A cada litro de álcool produzido, são gerados pelo menos 10 a 13 litros de vinhaça, segundo a Empresa Brasileira de Agropecuária (Embrapa).

Já a torta de filtro vem de outra fonte, sendo produto do processo de filtração do caldo da cana.

Ambos os resíduos podem ser utilizados como fertilizantes nos canaviais, substituindo produtos químicos, por sua riqueza em elementos como potássio e cálcio.

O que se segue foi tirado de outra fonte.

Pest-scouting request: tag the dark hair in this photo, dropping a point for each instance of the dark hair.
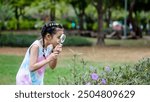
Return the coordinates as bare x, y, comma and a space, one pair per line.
51, 28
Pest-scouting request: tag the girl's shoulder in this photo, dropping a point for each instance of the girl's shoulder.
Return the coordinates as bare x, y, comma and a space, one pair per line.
37, 42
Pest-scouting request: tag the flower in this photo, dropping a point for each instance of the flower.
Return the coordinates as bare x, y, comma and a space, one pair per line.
107, 69
103, 81
94, 76
91, 68
88, 83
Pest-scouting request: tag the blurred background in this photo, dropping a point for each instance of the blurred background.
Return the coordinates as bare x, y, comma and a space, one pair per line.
102, 32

Na safra 2022/23, a vinhaça produzida pela companhia foi aplicada em 91 mil hectares de lavouras, enquanto a torta de filtro foi suficiente para aplicação em 17 mil hectares de canaviais.

Conversão de frota

Mas a Atvos não consegue utilizar todo o resíduo que é produzido durante a transformação da cana em etanol para a produção de fertilizantes.

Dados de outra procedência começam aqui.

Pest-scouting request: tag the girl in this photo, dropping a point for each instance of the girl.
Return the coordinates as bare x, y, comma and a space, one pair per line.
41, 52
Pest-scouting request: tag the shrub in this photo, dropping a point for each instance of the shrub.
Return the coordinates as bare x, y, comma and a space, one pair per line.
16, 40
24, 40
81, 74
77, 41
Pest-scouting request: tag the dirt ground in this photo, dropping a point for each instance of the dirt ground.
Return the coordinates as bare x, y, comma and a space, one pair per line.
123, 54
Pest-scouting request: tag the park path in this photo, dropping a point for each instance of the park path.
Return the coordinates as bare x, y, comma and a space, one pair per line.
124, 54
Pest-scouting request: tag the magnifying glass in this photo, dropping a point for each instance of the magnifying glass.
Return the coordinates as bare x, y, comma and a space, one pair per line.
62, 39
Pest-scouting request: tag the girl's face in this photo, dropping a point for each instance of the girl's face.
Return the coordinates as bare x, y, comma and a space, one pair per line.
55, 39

Com isso, a companhia começou a procurar formas de aproveitar o resíduo excedente.

No biometano, a empresa achou uma forma de utilizar o resíduo, abastecer sua própria frota – trocando o diesel pelo biocombustível – e, quem sabe, no futuro, inseri-lo em seu portfólio.

“A gente falou: ‘Poxa, aqui tem um elemento positivo, porque isso me ajuda a reduzir a pegada de carbono da companhia de maneira muito proativa, e ainda me permite gastar menos dinheiro [com combustível]”, diz o CEO da companhia.

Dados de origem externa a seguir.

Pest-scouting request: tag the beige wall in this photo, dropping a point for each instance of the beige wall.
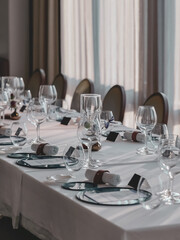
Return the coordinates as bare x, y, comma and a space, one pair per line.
14, 35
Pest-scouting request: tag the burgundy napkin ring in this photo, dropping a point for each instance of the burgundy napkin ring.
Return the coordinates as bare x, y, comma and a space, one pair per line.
134, 134
40, 149
98, 177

De acordo com a Atvos, a planta tem o potencial de, em sua maturidade, evitar um volume de emissões entre 40 e 50 mil toneladas equivalentes de CO2 por ano, somente com a substituição de diesel por biometano em parte de suas operações.

Outro impacto está no bolso. Por ano, a Atvos gasta entre R$ 600 milhões e R$ 700 milhões com a compra de diesel para abastecer sua frota, que alcança 3 mil implementos agrícolas.

A companhia percebeu que poderia utilizar os resíduos da produção da cana para fabricar biometano e deixar de comprar diesel, o que pode trazer uma economia de pelo menos R$ 400 milhões por ano aos cofres da empresa, segundo Serapião – e, de quebra, mitigar sua pegada de carbono.

No médio prazo, a companhia almeja reduzir em até 40% o uso de diesel em seus veículos. O foco inicial estará na conversão de cerca de 700 caminhões de grande porte.

A redução total de custos, porém, não deve vir imediatamente após o começo da operação da nova usina.

Isso acontece, de acordo com o presidente da companhia, porque haverá a necessidade de conversão de toda a frota da companhia, um investimento que ainda está em análise.

“A gente ainda vai precisar de uns 12 meses para ter números exatos, mas já está começando todo o processo de cotação e troca [de frota]”, afirma.

Além disso, também há o fator demanda. Uma unidade produtora de biometano não será capaz de suprir, sozinha, o combustível de toda a frota.

Por isso, a Atvos projeta erguer pelo menos mais duas usinas à frente, mas o investimento em novas unidades industriais depende dos resultados a serem obtidos com a primeira.

“A gente deve iniciar o projeto das outras duas quando essa primeira estiver operando, por conservadorismo nosso, para ter certeza que essa tecnologia funciona bem”, diz o CEO da Atvos.

A companhia teria potencial para ter plantas de biometano em suas oito usinas, segundo Serapião, porém, ainda aguarda o desenvolvimento do mercado para entender como poderia trabalhar comercialmente com o combustível. Mas a empresa já tem algumas indicações de possíveis mercados.

“Conseguiríamos distribuir esse biometano até para frotas de fornecedores de cana, e frotas de outros parceiros agrícolas que não necessariamente trabalhem com cana, mas que também poderiam adquirir o benefício de tirar o diesel da sua operação e colocar o biometano.”